05/11/2025
Recent incidents involving the European Parliament’s Constitutional Affairs Committee (AFCO) under Chair Sven Simon (EPP, Germany) have raised serious questions about the instrumentalisation of parliamentary proceedings, lack of transparency in expert selection, and potential abuse of the Chair’s prerogatives.
Two Episodes
- Prof. Laurent Pech withdraws from rule of law conference
Professor Laurent Pech, a leading EU rule of law expert, withdrew from an upcoming AFCO symposium on the rule of law. After exchanges with the AFCO Chair, Pech concluded he was being used to legitimise “illegal judges” and “pseudo experts” in the name of “dialogue”, “political balance” or “diversity of views”.
Pech explained that the conference appeared designed to normalise individuals involved in violations of EU and national rule of law standards or their justification on account of allegedly different understandings of the rule of law. He noted that after he withdrew, AFCO approached yet another individual “directly complicit in repeated violations of Polish and European rule of law standards.” Prior to this, two “illegal judges” from Poland’s Supreme Court had also been invited, allegedly “by mistake.”
- Prof. Alberto Alemanno was disinvited from the electoral law public hearing
On March 19, 2025, AFCO Secretariat sent Professor Alberto Alemanno an official invitation to speak at a public hearing on “The reforms of European Electoral Law” scheduled for April 9, 2025. The invitation stated it was sent “on behalf of Mr. Sven Simon MEP, Chair” and that “your name was endorsed by the AFCO Coordinators of Political Groups.”
Professor Alemanno immediately accepted, noting he had “contributed several times in past legislatures” to this topic and has been following electoral law reform “since at least 1999.”
Hours later, the AFCO Secretariat walked back the invitation, claiming they were merely “checking availabilities” and that “a formal invitation will come in the next days, only if you are selected”, despite having already stated his name was endorsed by the political group coordinators.
Professor Alemanno has been a regular expert participant in AFCO electoral law hearings during the previous three parliamentary terms.
A Pattern of Instrumentalisation
While these two episodes involve different types of parliamentary proceedings – a conference in Pech’s case, a public hearing in Alemanno’s – they reveal the same pattern.
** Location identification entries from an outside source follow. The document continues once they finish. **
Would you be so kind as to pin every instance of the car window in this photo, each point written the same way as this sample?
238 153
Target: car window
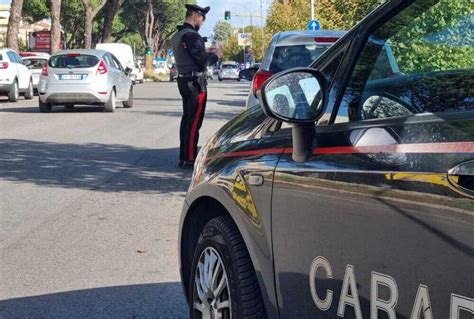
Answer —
35 64
12 57
229 66
287 57
108 60
73 60
117 64
417 62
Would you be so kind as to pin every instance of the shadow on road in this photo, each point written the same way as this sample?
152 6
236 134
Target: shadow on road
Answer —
209 115
56 109
162 300
100 167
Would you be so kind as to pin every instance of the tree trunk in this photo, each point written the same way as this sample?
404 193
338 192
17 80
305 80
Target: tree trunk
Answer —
55 26
14 24
90 14
112 7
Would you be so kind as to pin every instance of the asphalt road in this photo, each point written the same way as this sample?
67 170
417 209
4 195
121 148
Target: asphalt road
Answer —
90 204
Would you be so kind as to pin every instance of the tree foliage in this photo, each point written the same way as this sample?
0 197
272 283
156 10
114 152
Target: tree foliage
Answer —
439 39
222 31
In both instances, fundamental questions arise about expert selection:
– What criteria govern who gets invited? In one case, questionable participants are included under the banner of “balance.” In the other, an established expert with decades of experience is suddenly deemed to require “selection” despite coordinator endorsement.
– Who has final decision-making authority? The AFCO Chair appears to override political group coordinators’ collective decisions and reverse official invitations without explanation or due process.
– Where is the transparency? Neither case reveals clear, publicly available procedures. Experts are left guessing whether their selection depends on genuine expertise, political considerations, or the Chair’s personal discretion.
– What accountability mechanisms exist? When invitations can be issued and retracted arbitrarily, or when conference platforms provide individuals with compromised credentials, who can challenge these decisions?
Why This Matters
These incidents suggest a systematic instrumentalisation of AFCO’s parliamentary proceedings. Whether organising conferences or public hearings, the committee appears to operate without transparent, objective criteria for expert participation. Instead, the pattern reveals:
– Politicisation over expertise: Established experts are excluded or instrumentalised while questionable participants are included in the name of “political balance”
– Concentration of power: The Chair’s prerogatives are being exercised without meaningful checks from political group coordinators or clear procedural safeguards
– Erosion of parliamentary integrity: What should be independent, expert-driven consultations risk becoming curated political exercises that serve predetermined narratives
Parliamentary conferences and public hearings exist to inform legislators’ work through genuine expert input. When selection processes become opaque, political considerations trump expertise, and a Chair can unilaterally shape the expert landscape without accountability, these proceedings lose their legitimacy.
The pattern emerging from AFCO under its current leadership demands urgent scrutiny. Without transparent selection criteria, enforceable procedures, and meaningful oversight of the Chair’s prerogatives, the committee risks transforming parliamentary consultations from genuine fact-finding exercises into instruments of political manipulation—exactly what Professor Pech warned against when he spoke of “autocratic contamination” gaining ground “with the complicity of key EU officials.”